A recent article in the San Francisco Chronicle profiled Jay Jorgensen, the new Global Chief of Compliance at Walmart. The article outlined some of the steps he and the company are taking to rebuild the public’s trust and recapture the compliance high road. As part of that initiative, Walmart is focusing heavily on addressing and lowering the risks related to the use of third parties; something all of us should be concerned with.
Third Party Use is On the Rise—So is the Risk
Third party risk management is troublesome for many companies. Providing ethics and compliance training is one of the most effective ways to the reduce risk of misconduct by third parties, and helps establish key defenses when violations occur. However, as our NAVEX Global Training Benchmarking report shows, more than 57% of the companies surveyed said they provided no training for their third parties.
Recognizing the Problem is Not Enough
Additional NAVEX Global research emphasizes the disconnect between the recognition that third parties are a growing risk (92 percent of respondents expected to grow the use of third parties or weren’t sure) and the solutions survey respondents implemented to address the risk (36 percent of respondents only track information on their most critical third party relationships and 35 percent do not track third party information at all).
Related Resource: A Prescriptive Guide to Third Party Risk Management
Implementing Third Party Training Can Be Complex, But Effort is Worth It
It is a significant challenge for compliance officers to identify and train all of their employees, much less third parties. Third parties can be hard to identify, risk rank and train or certify before engaging them.
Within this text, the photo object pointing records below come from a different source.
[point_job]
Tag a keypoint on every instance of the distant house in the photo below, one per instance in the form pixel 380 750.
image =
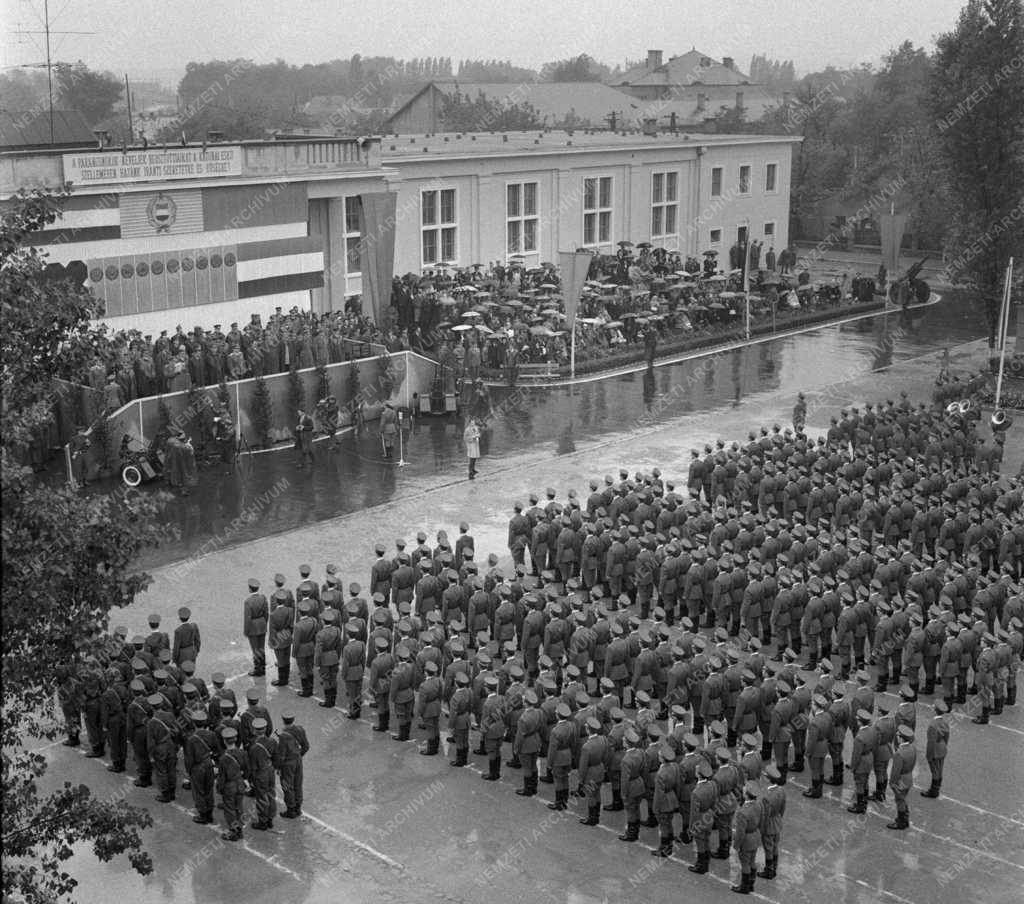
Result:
pixel 694 87
pixel 30 129
pixel 577 104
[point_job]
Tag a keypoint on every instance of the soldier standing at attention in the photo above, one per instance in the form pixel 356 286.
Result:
pixel 428 707
pixel 254 627
pixel 701 816
pixel 282 623
pixel 747 836
pixel 773 804
pixel 292 746
pixel 936 746
pixel 186 641
pixel 901 776
pixel 460 708
pixel 231 771
pixel 328 656
pixel 304 646
pixel 261 758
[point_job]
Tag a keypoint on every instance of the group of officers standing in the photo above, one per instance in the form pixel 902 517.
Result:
pixel 653 641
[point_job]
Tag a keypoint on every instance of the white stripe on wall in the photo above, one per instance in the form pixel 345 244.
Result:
pixel 83 219
pixel 69 251
pixel 281 266
pixel 206 315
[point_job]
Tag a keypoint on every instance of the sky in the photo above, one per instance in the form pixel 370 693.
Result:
pixel 145 38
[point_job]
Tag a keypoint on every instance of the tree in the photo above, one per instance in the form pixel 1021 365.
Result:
pixel 92 93
pixel 68 562
pixel 977 100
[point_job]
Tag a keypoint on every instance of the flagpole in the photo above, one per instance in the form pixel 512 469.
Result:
pixel 1005 327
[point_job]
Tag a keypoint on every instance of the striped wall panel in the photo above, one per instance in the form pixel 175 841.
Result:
pixel 146 213
pixel 235 207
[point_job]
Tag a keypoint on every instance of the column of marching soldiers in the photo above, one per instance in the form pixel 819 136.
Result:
pixel 648 640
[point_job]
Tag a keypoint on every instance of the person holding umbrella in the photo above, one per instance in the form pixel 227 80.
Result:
pixel 471 436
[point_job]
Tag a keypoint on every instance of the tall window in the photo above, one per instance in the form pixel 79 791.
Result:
pixel 664 204
pixel 520 217
pixel 716 181
pixel 597 211
pixel 439 226
pixel 352 235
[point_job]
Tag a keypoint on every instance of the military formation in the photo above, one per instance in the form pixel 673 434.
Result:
pixel 687 649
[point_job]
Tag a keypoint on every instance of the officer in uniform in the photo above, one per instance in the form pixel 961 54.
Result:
pixel 353 656
pixel 231 772
pixel 460 719
pixel 428 707
pixel 747 836
pixel 304 646
pixel 901 776
pixel 380 682
pixel 261 757
pixel 701 817
pixel 594 757
pixel 281 626
pixel 202 750
pixel 328 656
pixel 254 627
pixel 773 809
pixel 292 746
pixel 936 747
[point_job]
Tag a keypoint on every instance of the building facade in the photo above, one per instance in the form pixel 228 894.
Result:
pixel 201 235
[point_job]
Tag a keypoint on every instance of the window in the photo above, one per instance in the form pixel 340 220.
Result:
pixel 716 181
pixel 437 211
pixel 352 235
pixel 597 211
pixel 664 207
pixel 520 218
pixel 744 180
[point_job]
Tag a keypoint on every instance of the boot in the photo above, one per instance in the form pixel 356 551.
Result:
pixel 813 791
pixel 837 778
pixel 616 802
pixel 900 822
pixel 700 866
pixel 632 832
pixel 665 849
pixel 742 887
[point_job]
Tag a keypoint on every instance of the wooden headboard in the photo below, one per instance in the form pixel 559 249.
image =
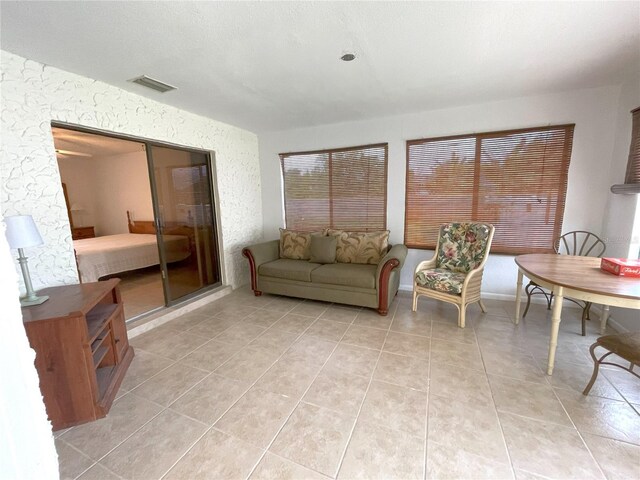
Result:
pixel 140 226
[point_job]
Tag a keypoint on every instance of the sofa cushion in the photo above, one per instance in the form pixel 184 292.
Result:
pixel 295 245
pixel 289 269
pixel 442 280
pixel 323 249
pixel 347 274
pixel 361 247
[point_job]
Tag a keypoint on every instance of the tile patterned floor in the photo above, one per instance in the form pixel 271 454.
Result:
pixel 141 291
pixel 276 388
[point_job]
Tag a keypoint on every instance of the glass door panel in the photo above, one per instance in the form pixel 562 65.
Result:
pixel 185 220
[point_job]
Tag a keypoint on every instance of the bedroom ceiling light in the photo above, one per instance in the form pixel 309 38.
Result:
pixel 153 84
Increasing the difficulty level is the fact that your business partners often profess to need these third parties “yesterday.” Nevertheless, engaging third parties before completing due diligence places companies at unnecessary risk. And failing to train them after you’re working with them is missing an opportunity to significantly reduce risk.
Training is also clearly a preferred method for meeting the standard suggested in the SEC/DOJ’s “A Resource Guide to the U.S. Foreign Corrupt Practices Act.” When it comes to third parties, the guide makes it clear that, in addition to a risk based due diligence and business purpose tests:
"[The] DOJ and SEC also assess whether the company has informed third parties of the company’s compliance program and commitment to ethical and lawful business practices and, where appropriate, whether it has sought assurances from third parties, through certifications and otherwise, of reciprocal commitments. These can be meaningful ways to mitigate third-party risk. (p.60-61)"
Making Third Party Training a Reality in Your Organization
Effective third party training can be challenging for many companies to manage on their own. Companies without the resources of a company as large as Walmart—or the added sense of urgency a regulatory investigation brings into focus—may find little support for the necessary effort needed to train hundreds or even thousands of third parties.
One key to making third party compliance training a reality in your organization is to conduct a risk assessment and make a business case for implementing best practices, which should include:
- Have clear anti-bribery and third party supply chain statements in your code of conduct as well as separate policies;
- Identify and rank the risks of third parties;
- Complete appropriate risk based due diligence on the risk level of each third party before engaging them, and continuously monitor the third parties for any red flags (optimally using an automated system), and
- Ensure that third parties have an effective compliance program in place, and are aware of and trained on your company’s expectations with respect to bribery and corruption.